Neuroendocrinology is the branch of biology (specifically of physiology) which studies the interaction between the nervous system and the endocrine system; i.e. how the brain regulates the hormonal activity in the body. The nervous and endocrine systems often act together in a process called neuroendocrine integration, to regulate the physiological processes of the human body. Neuroendocrinology arose from the recognition that the brain, especially the hypothalamus, controls secretion of pituitary gland hormones, and has subsequently expanded to investigate numerous interconnections of the endocrine and nervous systems.

The endocrine system consists of numerous glands throughout the body that produce and secrete hormones of diverse chemical structure, including peptides, steroids, and neuroamines. Collectively, hormones regulate many physiological processes. The neuroendocrine system is the mechanism by which the hypothalamus maintains homeostasis, regulating reproduction, metabolism, eating and drinking behaviour, energy utilization, osmolarity and blood pressure.

The hypothalamus is commonly known as an integration center of the brain because of its role in integrating inputs from all areas of the brain and producing a specific response. In the neuroendocrine system, the hypothalamus receives electrical signals from different parts of the brain and translates those electrical signals into chemical signals in the form of hormones or releasing factors. These chemicals are then transported to the pituitary gland and from there to the systemic circulation.

The pituitary gland is divided into three lobes: the anterior pituitary, the intermediate pituitary lobe, and the posterior pituitary. The hypothalamus controls the anterior pituitary's hormone secretion by sending releasing factors, called tropic hormones, down the hypothalamo-hypophysial portal system. For example, thyrotropin-releasing hormone released by the hypothalamus in to the portal system stimulates the secretion of thyroid-stimulating hormone by the anterior pituitary.^{[citation needed]}

The posterior pituitary is directly innervated by the hypothalamus; the hormones oxytocin and vasopressin are synthesized by neuroendocrine cells in the hypothalamus and stored at the nerve endings in the posterior pituitary. They are secreted directly into systemic circulation by the hypothalamic neurons.

Oxytocin and vasopressin (also called anti-diuretic hormone), the two neurohypophysial hormones of the posterior pituitary gland (the neurohypophysis), are secreted from the nerve endings of magnocellular neurosecretory cells into the systemic circulation. The cell bodies of the oxytocin and vasopressin neurons are in the paraventricular nucleus and supraoptic nucleus of the hypothalamus, respectively, and the electrical activity of these neurons is regulated by afferent synaptic inputs from other brain regions.

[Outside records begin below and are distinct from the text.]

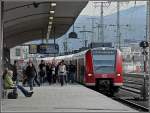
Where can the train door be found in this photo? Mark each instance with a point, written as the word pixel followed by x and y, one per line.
pixel 81 70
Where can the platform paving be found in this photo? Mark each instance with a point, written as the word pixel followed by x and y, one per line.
pixel 69 98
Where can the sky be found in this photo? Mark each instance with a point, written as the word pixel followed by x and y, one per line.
pixel 93 7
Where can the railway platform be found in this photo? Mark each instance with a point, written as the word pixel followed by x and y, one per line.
pixel 69 98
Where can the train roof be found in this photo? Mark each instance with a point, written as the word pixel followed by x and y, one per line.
pixel 80 54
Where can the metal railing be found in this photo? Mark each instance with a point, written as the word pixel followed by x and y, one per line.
pixel 137 83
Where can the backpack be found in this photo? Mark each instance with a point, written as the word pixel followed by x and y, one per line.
pixel 12 95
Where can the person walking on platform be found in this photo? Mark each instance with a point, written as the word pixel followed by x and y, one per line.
pixel 62 72
pixel 71 74
pixel 31 73
pixel 15 72
pixel 8 84
pixel 42 69
pixel 54 75
pixel 49 73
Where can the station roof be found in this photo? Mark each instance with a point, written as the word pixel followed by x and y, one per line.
pixel 25 21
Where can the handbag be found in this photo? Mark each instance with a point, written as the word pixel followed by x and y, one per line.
pixel 12 95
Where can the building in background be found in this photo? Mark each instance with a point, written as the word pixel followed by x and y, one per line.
pixel 19 53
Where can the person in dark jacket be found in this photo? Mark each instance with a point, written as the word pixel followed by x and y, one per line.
pixel 15 71
pixel 31 73
pixel 42 69
pixel 72 71
pixel 49 73
pixel 8 83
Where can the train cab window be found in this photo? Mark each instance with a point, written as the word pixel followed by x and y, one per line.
pixel 104 62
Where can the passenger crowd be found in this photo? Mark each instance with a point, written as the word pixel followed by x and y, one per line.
pixel 47 72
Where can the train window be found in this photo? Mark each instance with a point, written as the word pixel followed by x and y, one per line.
pixel 104 63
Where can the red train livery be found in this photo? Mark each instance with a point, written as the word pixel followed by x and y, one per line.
pixel 99 67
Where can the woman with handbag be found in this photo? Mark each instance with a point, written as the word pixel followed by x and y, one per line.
pixel 8 84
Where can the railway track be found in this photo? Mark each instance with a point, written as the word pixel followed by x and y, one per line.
pixel 127 101
pixel 132 104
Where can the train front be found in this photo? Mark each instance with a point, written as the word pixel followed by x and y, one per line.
pixel 107 69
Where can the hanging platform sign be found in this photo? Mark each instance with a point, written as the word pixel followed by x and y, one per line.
pixel 73 35
pixel 48 49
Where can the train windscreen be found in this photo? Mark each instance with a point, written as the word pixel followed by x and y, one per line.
pixel 104 61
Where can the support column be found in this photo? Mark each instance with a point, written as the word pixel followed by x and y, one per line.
pixel 1 45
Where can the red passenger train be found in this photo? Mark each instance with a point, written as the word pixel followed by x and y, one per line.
pixel 99 67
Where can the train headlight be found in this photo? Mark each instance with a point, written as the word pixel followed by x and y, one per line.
pixel 118 75
pixel 90 74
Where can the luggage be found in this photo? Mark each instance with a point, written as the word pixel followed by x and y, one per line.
pixel 12 95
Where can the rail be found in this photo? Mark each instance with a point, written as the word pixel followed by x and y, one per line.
pixel 137 83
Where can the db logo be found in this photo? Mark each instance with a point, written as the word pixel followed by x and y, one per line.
pixel 104 75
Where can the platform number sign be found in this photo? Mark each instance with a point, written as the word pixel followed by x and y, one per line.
pixel 48 49
pixel 33 49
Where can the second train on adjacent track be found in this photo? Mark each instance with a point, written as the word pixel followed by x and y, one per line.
pixel 100 68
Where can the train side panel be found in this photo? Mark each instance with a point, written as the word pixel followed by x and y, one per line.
pixel 118 79
pixel 89 72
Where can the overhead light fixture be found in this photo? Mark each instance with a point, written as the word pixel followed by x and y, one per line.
pixel 51 18
pixel 52 12
pixel 53 4
pixel 49 27
pixel 36 5
pixel 50 23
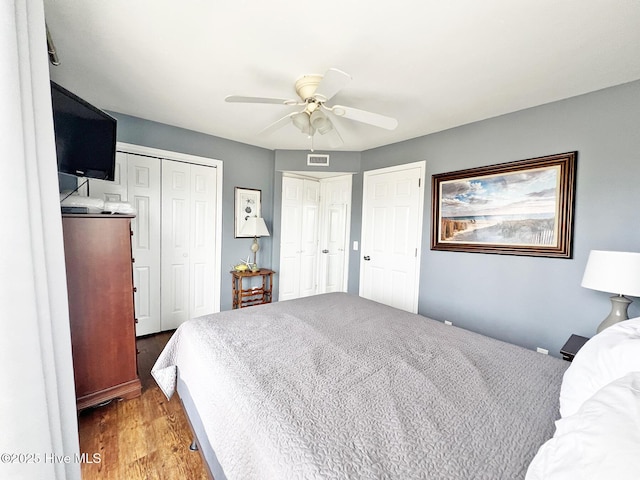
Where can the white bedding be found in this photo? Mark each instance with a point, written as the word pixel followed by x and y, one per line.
pixel 335 386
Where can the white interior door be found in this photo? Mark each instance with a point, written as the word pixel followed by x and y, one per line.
pixel 137 181
pixel 290 228
pixel 334 228
pixel 188 239
pixel 194 186
pixel 176 184
pixel 391 235
pixel 143 186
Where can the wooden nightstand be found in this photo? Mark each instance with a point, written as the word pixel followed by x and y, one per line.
pixel 257 295
pixel 575 343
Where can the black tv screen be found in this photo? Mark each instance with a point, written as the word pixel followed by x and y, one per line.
pixel 85 136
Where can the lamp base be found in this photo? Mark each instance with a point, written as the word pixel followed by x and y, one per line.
pixel 619 306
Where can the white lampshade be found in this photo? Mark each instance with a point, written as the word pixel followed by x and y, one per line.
pixel 255 227
pixel 613 272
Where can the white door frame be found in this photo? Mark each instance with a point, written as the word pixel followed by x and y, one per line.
pixel 194 159
pixel 422 165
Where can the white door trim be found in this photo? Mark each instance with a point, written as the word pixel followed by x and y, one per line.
pixel 187 158
pixel 422 165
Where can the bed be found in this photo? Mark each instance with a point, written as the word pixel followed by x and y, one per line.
pixel 335 386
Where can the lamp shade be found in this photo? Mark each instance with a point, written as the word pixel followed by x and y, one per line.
pixel 255 227
pixel 613 272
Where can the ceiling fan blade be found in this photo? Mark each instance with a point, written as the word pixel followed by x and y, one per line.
pixel 332 82
pixel 365 117
pixel 276 101
pixel 278 124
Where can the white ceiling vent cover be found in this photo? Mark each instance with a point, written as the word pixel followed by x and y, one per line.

By contrast, the hormones of the anterior pituitary gland (the adenohypophysis) are secreted from endocrine cells that, in mammals, are not directly innervated, yet the secretion of these hormones (adrenocorticotrophic hormone, luteinizing hormone, follicle-stimulating hormone, thyroid-stimulating hormone, prolactin, and growth hormone) remains under the control of the hypothalamus. The hypothalamus controls the anterior pituitary gland via releasing factors and release-inhibiting factors; these are substances released by hypothalamic neurons into blood vessels at the base of the brain, at the median eminence. These vessels, the hypothalamo-hypophysial portal vessels, carry the hypothalamic factors to the anterior pituitary, where they bind to specific receptors on the surface of the hormone-producing cells.

For example, the secretion of growth hormone is controlled by two neuroendocrine systems: the growth hormone-releasing hormone (GHRH) neurons and the somatostatin neurons, which stimulate and inhibit GH secretion, respectively. The GHRH neurons are located in the arcuate nucleus of the hypothalamus, whereas the somatostatin cells involved in growth hormone regulation are in the periventricular nucleus. These two neuronal systems project axons to the median eminence, where they release their peptides into portal blood vessels for transport to the anterior pituitary. Growth hormone is secreted in pulses, which arise from alternating episodes of GHRH release and somatostatin release, which may reflect neuronal interactions between the GHRH and somatostatin cells, and negative feedback from growth hormone.